As of Wednesday, January 26, the Occupational Safety and Health Administration withdrew its emergency temporary standard (ETS) that would have mandated COVID-19 vaccination or weekly testing/masking requirements for employers with 100 or more employees. After the U.S. Supreme Court last week found the ETS to be an unconstitutional exercise of power and stayed the implementation of the mandate, presumably OSHA elected to withdraw the rule rather than wait for the U.S. 6th Circuit Court of Appeals to decide the case unfavorably for the agency and the Biden administration on the merits.
Agency working expeditiously on new rule
Although OSHA is withdrawing the vaccine-or-test mandate as an enforceable temporary standard, it is now focusing on a permanent COVID-19 healthcare standard and treating the ETS as a proposed rule. Because the agency will review comments submitted during the rulemaking process, employers, trade associations, and business groups should definitely weigh in on the impact a permanent vax-or-test healthcare standard would have on their organizations.

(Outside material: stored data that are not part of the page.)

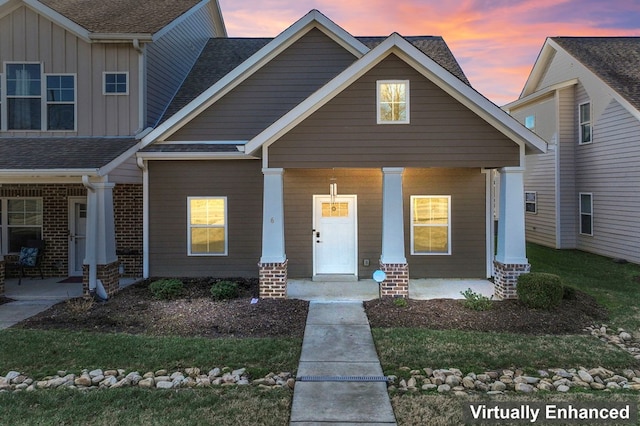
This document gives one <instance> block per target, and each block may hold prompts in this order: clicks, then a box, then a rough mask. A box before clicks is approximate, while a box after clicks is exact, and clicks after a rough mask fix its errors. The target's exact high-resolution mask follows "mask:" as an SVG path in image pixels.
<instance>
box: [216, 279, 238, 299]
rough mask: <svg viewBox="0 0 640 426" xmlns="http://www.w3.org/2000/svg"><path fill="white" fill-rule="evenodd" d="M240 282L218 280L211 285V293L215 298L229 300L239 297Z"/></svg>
mask: <svg viewBox="0 0 640 426" xmlns="http://www.w3.org/2000/svg"><path fill="white" fill-rule="evenodd" d="M239 293H240V291H239V289H238V283H236V282H234V281H218V282H217V283H215V284H213V285H212V286H211V295H212V296H213V298H214V299H215V300H228V299H234V298H236V297H238V294H239Z"/></svg>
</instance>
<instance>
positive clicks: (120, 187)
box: [113, 185, 143, 277]
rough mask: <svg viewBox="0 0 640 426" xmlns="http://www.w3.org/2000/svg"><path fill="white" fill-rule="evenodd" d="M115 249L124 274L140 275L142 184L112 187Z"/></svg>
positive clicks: (136, 275)
mask: <svg viewBox="0 0 640 426" xmlns="http://www.w3.org/2000/svg"><path fill="white" fill-rule="evenodd" d="M113 209H114V219H115V226H116V250H117V254H118V260H119V261H120V264H121V265H122V266H123V267H124V276H126V277H142V233H143V227H142V211H143V200H142V185H116V187H115V188H114V189H113Z"/></svg>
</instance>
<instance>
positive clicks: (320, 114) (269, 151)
mask: <svg viewBox="0 0 640 426" xmlns="http://www.w3.org/2000/svg"><path fill="white" fill-rule="evenodd" d="M384 79H402V80H410V90H411V96H410V103H411V105H410V111H411V112H410V116H411V124H397V125H378V124H376V81H377V80H384ZM518 164H519V149H518V146H517V145H516V144H515V143H514V142H513V141H511V140H510V139H508V138H507V137H506V136H504V135H503V134H502V133H500V132H498V131H497V130H496V129H494V128H493V127H492V126H491V125H489V124H487V123H486V122H485V121H484V120H483V119H481V118H480V117H478V116H477V115H476V114H475V113H474V112H472V111H471V110H469V109H468V108H466V107H465V106H463V105H462V104H460V103H459V102H458V101H456V100H455V99H453V98H452V97H451V96H449V95H448V94H446V93H445V92H444V91H443V90H441V89H440V88H438V87H437V86H436V85H435V84H433V83H432V82H430V81H429V80H427V79H426V78H425V77H424V76H422V75H421V74H419V73H418V72H417V71H416V70H415V69H413V68H412V67H410V66H408V65H407V64H406V63H404V62H403V61H402V60H400V59H399V58H398V57H397V56H395V55H391V56H390V57H388V58H386V59H385V60H384V61H382V62H381V63H380V64H379V65H377V66H376V67H375V68H374V69H372V70H371V71H370V72H368V73H367V74H365V75H364V76H363V77H361V78H360V79H359V80H357V81H356V82H355V83H353V84H352V85H351V86H349V87H348V88H347V89H345V90H344V91H343V92H342V93H340V94H338V95H337V96H336V97H335V98H333V99H332V100H331V101H329V102H328V103H327V104H326V105H324V106H323V107H321V108H320V109H319V110H318V111H316V112H315V113H313V114H312V115H311V116H310V117H309V118H307V119H306V120H305V121H303V122H302V123H300V124H299V125H298V126H297V127H295V128H294V129H292V130H291V131H290V132H288V133H287V134H286V135H284V136H283V137H282V138H280V139H279V140H278V141H276V142H275V143H274V144H273V145H272V146H271V147H270V148H269V165H270V167H284V168H314V167H316V168H321V167H500V166H517V165H518Z"/></svg>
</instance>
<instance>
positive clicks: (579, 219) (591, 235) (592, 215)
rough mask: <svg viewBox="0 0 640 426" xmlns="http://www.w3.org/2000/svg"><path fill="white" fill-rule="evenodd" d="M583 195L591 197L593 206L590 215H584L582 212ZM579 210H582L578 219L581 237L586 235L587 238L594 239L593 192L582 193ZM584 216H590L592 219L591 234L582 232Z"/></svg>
mask: <svg viewBox="0 0 640 426" xmlns="http://www.w3.org/2000/svg"><path fill="white" fill-rule="evenodd" d="M583 195H588V196H589V201H590V204H591V212H590V213H584V212H583V211H582V196H583ZM578 209H579V210H580V216H579V217H578V221H579V222H578V226H579V232H580V235H586V236H590V237H593V193H592V192H580V193H579V194H578ZM582 215H588V216H589V217H590V218H591V233H589V234H587V233H586V232H582Z"/></svg>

State and local government vaccination and testing requirements aren’t affected by OSHA’s withdrawal of the ETS. Therefore, employers must continue to comply with their rules.
Despite withdrawing the vaccination and testing ETS, OSHA continues to strongly encourage workers to be vaccinated against COVID-19 and require every employer to take all appropriate and recommended safety and health measures to prevent its spread at work. The agency also plans to “vigorously enforce” the general duty clause in the Occupational Safety and Health Act.